L'histoire :
Mai 68 vient de mettre un grand coup dans la France du Général. Fabienne a 17 ans et elle est en Première. C'est aussi une des premières à se mettre en grève et savoir qu'il faut rejoindre le mouvement des étudiants, puis celui des ouvriers. La jeunesse n'en peut plus du carcan dans lequel elle se sent enfermée. Ses parents sont assez ouverts d'esprit puisqu'ils la laissent partir vivre avec son copain, quand elle est en Terminale. Après son bac, Fabienne est une jeune femme qui vient d'être embauchée à l'usine Renault de Flins, comme ouvrière. Mais elle est surtout chargée d'une mission car elle est, ce qu'on appelle à l'époque, une « établie ». On dirait aujourd'hui qu'elle appartient au mouvement d'extrême gauche... Elle n'en démordra jamais, il faut plus de justice sociale. Et dans l'entreprise, en premier lieu, à qui on donne la plupart de son temps. Chez Renault, toute grille de salaire est figée. Alors en 1973, elle fait sa première grève d'ouvrière. Au lieu de la reconnaissance de technicien P1 et le salaire qui va avec, elle et ses collègues obtiennent 80 Francs de plus. 26 ouvriers licenciés lors d'affrontements avec la Direction et 200 lettres d'avertissement... Mais ça n'enlève rien à la cause, au contraire !

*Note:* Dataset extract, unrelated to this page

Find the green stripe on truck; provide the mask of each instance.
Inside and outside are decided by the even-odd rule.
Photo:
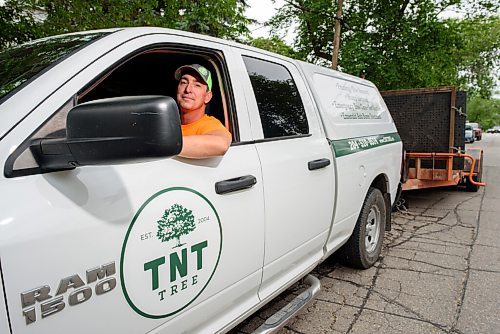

Ce qu'on en pense sur la planète BD :
Cette BD est une adaptation du livre de Fabienne Lauret, qui a bossé 36 ans dans l'usine Renault de Flins. En revanche, de son propre aveu, elle ne connaissait pas grand chose à la BD. Mais elle y a tout de suite vu un beau vecteur de transmission de son engagement. Plus de 40 ans de militantisme, à défendre la condition des travailleurs, mais aussi des femmes, dans un milieu qui reflète aussi la dureté de la société, y compris sa phallocratie... Alors témoigner de son parcours, des obstacles qui l'ont jalonné et de l'énergie mobilisée pour les surpasser, c'est aujourd'hui ce qu'elle fait, maintenant qu'elle n'est plus « au front quotidien », dans l'usine... Voici donc une BD didactique qui, mine de rien, ressemble parfois au journal de la vie en usine dans les années 70. Philippe Guillaume a sûrement su traduire le récit autobiographique en terme de rythme, en mélangeant ce qui peut paraître à la limite du documentaire, avec ce qui ressort d'un récit de vie, celui d'une femme à l'énergie bienveillante. Elena Vieillard amène, quant à elle, le jus et la simplicité de son dessin, avec des teintes rouges dans son noir et blanc dont les traits évoquent aussi le dessin de presse. Venez donc découvrir l'envers de la vie comme elle était dans cette usine.